Well when we got together someone added me to that nasty Dirty website. Don’t pretend you don’t know which one, and don’t fool me by saying you haven’t seen it! It’s there for life. Someone felt the need to shame me for my drinking and drug use at the time, and along with that calling me horrible names that made me feel completely worthless. Remember I just left 8 years of being told I was ugly like my Mother, to be told publicly online I was a pig and a chug. My children were even called monsters. My shame level went completely on overload.
Now whoever did that added to my shame. I knew I partied too much, but what they didn’t know was why I’ve numbed myself since I was 14. Shaming someone only does more damage. Instead of putting me down for my wrong doings I could’ve used some words of wisdom, some shoulders to cry on, and some all around understanding. No one in my family noticed, and no one came knocking on my door with open arms.
I finally got sober on my own after much loss and pain. It was then that my shame started to hinder my living.
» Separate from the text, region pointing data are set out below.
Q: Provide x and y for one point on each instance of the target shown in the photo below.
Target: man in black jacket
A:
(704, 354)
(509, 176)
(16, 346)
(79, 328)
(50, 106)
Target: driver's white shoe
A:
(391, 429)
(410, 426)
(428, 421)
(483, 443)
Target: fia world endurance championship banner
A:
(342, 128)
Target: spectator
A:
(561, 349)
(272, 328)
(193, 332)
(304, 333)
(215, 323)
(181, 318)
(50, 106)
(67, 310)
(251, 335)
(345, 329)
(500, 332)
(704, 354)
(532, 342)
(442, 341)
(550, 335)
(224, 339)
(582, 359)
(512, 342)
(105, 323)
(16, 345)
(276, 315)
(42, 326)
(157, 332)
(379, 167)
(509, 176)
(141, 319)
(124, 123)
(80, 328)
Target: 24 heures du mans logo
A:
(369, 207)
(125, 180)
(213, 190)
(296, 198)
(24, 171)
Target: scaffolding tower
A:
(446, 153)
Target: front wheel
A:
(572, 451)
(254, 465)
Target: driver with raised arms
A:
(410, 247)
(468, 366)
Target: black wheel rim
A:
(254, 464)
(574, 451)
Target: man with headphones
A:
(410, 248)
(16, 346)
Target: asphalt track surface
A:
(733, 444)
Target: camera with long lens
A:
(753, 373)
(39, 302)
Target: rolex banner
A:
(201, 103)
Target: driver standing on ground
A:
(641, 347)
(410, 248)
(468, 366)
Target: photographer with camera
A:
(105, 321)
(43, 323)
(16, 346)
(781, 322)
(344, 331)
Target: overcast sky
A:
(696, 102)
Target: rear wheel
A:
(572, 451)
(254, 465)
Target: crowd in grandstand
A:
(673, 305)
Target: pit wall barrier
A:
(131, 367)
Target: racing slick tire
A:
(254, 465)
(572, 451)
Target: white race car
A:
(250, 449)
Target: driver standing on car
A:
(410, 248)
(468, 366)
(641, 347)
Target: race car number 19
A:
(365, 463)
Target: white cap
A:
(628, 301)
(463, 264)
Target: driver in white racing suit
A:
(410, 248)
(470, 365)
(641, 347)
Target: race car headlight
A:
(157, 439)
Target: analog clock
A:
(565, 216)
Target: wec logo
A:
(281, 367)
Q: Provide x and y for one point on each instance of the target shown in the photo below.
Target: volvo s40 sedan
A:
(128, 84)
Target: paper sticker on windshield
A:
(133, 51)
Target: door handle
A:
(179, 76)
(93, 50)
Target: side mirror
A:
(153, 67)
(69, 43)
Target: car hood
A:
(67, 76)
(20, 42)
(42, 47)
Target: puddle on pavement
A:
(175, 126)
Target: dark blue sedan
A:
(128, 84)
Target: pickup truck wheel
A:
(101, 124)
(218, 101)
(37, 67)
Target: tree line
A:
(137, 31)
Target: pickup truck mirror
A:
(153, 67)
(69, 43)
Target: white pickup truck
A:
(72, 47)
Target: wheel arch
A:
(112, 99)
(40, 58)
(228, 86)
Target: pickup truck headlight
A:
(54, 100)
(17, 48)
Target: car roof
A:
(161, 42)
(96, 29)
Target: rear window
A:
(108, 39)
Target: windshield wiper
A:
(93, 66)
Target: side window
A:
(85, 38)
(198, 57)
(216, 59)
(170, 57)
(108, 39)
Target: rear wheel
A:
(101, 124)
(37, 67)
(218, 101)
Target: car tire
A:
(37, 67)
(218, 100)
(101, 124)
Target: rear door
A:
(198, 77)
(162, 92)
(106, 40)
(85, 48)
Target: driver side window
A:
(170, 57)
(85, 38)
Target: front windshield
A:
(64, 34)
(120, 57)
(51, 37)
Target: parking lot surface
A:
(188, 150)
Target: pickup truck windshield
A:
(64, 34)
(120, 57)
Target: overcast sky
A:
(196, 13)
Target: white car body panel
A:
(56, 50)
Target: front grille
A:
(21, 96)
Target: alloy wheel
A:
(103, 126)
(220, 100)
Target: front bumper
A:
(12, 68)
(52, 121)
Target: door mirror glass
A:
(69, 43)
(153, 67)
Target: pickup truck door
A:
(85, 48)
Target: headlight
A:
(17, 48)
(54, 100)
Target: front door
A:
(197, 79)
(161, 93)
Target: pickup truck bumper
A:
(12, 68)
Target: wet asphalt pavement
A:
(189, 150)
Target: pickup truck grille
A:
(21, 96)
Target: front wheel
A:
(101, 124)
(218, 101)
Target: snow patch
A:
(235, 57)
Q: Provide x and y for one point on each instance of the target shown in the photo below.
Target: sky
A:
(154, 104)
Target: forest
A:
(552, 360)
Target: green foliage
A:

I wasn’t sleeping, I wasn’t motivated, I simply didn’t know what my point was in this world. When I started opening up about my secrets I started to feel better. When I talked about what happened to me I not only became free I inspired other people to message me with their stories. Now this is not a glamourous lifestyle and I cry almost daily, but I am passionate about it.
I have waited for so many years to be accepted into my adoptive family, and every year I wait I am hurt more. To be told to just move on hurts, and to think there is a chance I made this up is absurd. To think I should dangle myself on a string waiting for apologies to be accepted is something I used to do. To be told no help will be given in my case is my last straw, and to think I am looking for sympathy is disgusting. I have felt gross and disgusting my entire life, but for the first time I feel beautiful, strong, and plain badass!! For those who dislike me without even knowing me I am sorry you are so closed minded.
I never said anything because I was afraid. I was afraid of losing a lifestyle, and being homeless as a little child. I was afraid of being beat and no one believing me. I was afraid of getting him in trouble. I was afraid of being dirty.
I however am not saying sorry for using my voice. What if it was your little child? Wouldn’t you want justice?